Blogging from the Highlands of Scotland
'From fanaticism to barbarism is only one step' - Diderot

Thursday, 30 September 2004

Labour government holds the line on its Iraq policy

The Labour Party is currently holding its annual conference at Brighton. Today a motion calling for British troops to be brought home from Iraq very quickly was defeated by a margin of four to one. Although I had to go out before Jack Straw completed his speech, a resume of the whole thing I have now seen makes considerable sense, politically at least, even if I bridle at some of the quasi-socialist rhetoric his speech was larded with.
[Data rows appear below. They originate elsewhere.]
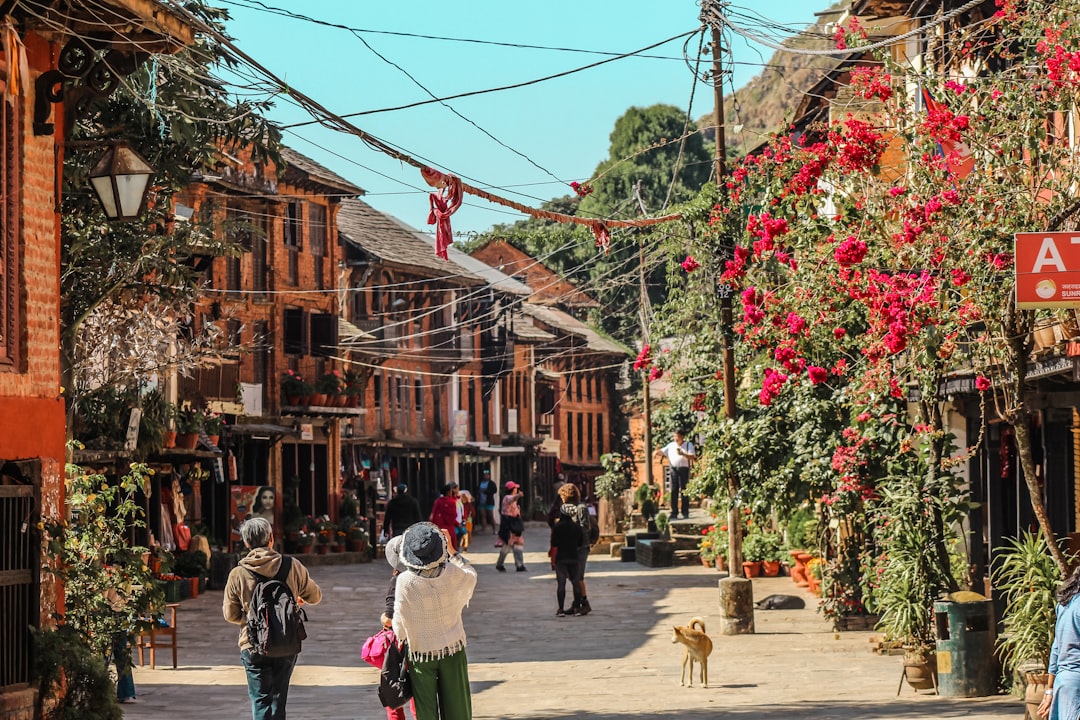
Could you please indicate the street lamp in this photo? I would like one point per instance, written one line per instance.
(120, 180)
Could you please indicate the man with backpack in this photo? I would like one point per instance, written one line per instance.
(264, 595)
(577, 511)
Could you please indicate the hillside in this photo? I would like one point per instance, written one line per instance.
(768, 100)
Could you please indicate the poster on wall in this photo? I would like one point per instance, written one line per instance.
(247, 501)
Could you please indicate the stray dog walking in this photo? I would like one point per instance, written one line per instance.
(697, 647)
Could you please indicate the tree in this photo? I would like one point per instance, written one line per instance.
(126, 288)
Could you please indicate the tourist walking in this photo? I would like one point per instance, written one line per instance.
(511, 528)
(446, 513)
(1062, 701)
(679, 453)
(268, 678)
(565, 539)
(578, 512)
(485, 501)
(429, 599)
(402, 511)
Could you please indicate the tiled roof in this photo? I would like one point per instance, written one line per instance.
(302, 168)
(389, 240)
(559, 320)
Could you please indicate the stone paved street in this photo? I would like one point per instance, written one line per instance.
(525, 663)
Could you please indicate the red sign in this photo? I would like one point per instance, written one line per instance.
(1048, 269)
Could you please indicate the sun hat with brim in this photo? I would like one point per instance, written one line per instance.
(423, 546)
(393, 551)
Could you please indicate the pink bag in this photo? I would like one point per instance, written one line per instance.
(375, 648)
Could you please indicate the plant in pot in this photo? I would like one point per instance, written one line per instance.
(294, 388)
(188, 423)
(1028, 579)
(755, 547)
(645, 498)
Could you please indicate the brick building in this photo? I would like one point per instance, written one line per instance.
(32, 447)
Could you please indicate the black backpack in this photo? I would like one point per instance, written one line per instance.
(274, 621)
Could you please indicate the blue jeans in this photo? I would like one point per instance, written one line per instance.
(268, 684)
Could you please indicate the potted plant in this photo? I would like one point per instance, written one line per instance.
(1028, 579)
(294, 388)
(754, 549)
(328, 388)
(645, 498)
(188, 423)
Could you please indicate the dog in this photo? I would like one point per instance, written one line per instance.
(697, 646)
(781, 602)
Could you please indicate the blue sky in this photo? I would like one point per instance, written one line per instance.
(562, 126)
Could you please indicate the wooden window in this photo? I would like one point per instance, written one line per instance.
(323, 335)
(294, 328)
(11, 321)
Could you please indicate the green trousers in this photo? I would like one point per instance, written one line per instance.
(441, 688)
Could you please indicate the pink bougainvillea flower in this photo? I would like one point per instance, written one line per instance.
(644, 358)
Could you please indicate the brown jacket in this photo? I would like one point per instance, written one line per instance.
(241, 585)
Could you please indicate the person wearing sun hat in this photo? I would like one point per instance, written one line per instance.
(430, 596)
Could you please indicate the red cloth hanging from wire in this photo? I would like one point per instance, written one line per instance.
(444, 203)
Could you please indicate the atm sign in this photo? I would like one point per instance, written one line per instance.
(1048, 269)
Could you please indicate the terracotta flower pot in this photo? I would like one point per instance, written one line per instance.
(752, 569)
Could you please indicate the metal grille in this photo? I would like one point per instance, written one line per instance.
(18, 582)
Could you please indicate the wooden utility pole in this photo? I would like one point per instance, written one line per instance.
(734, 526)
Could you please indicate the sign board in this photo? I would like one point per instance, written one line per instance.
(1048, 269)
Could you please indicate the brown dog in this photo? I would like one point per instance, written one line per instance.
(697, 646)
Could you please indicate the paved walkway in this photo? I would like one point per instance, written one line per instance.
(618, 662)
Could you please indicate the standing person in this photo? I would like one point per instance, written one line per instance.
(430, 598)
(268, 678)
(444, 513)
(485, 501)
(512, 528)
(402, 511)
(679, 453)
(577, 511)
(1062, 701)
(565, 539)
(468, 513)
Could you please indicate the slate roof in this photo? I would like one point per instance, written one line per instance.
(557, 318)
(391, 241)
(302, 170)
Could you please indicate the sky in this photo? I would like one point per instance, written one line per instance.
(526, 144)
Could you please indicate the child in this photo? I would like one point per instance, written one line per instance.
(566, 537)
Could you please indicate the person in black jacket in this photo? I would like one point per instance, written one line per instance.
(566, 537)
(402, 511)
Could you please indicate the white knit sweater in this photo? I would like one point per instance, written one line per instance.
(428, 610)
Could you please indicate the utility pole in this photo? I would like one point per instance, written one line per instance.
(737, 594)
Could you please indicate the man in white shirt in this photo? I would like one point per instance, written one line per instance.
(679, 454)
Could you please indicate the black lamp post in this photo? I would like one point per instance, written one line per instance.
(121, 179)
I don't agree with much that Tony Blair's government has done but, as I have said before, its policy on Iraq has generally been spot-on. I was never much concerned, personally, with whether there were weapons of mass destruction in Iraq, or not, but if claims that they existed were what it took to achieve the political majority in the House of Commons to sanction our forces going there, then from my point of view I was happy to go along with it. The only downside, that WMD would not be found, would be for Blair to deal with, which from my longer-term perspective is a wholly good thing, but his conviction on the necessity of intervening in Iraq achieved what I saw (and see) as the great advance there - the removal of Saddam Hussein and his Ba'ath Party from power. I've written about this aspect a number of times before, but most recently in July; my views since then have not changed in any significant way.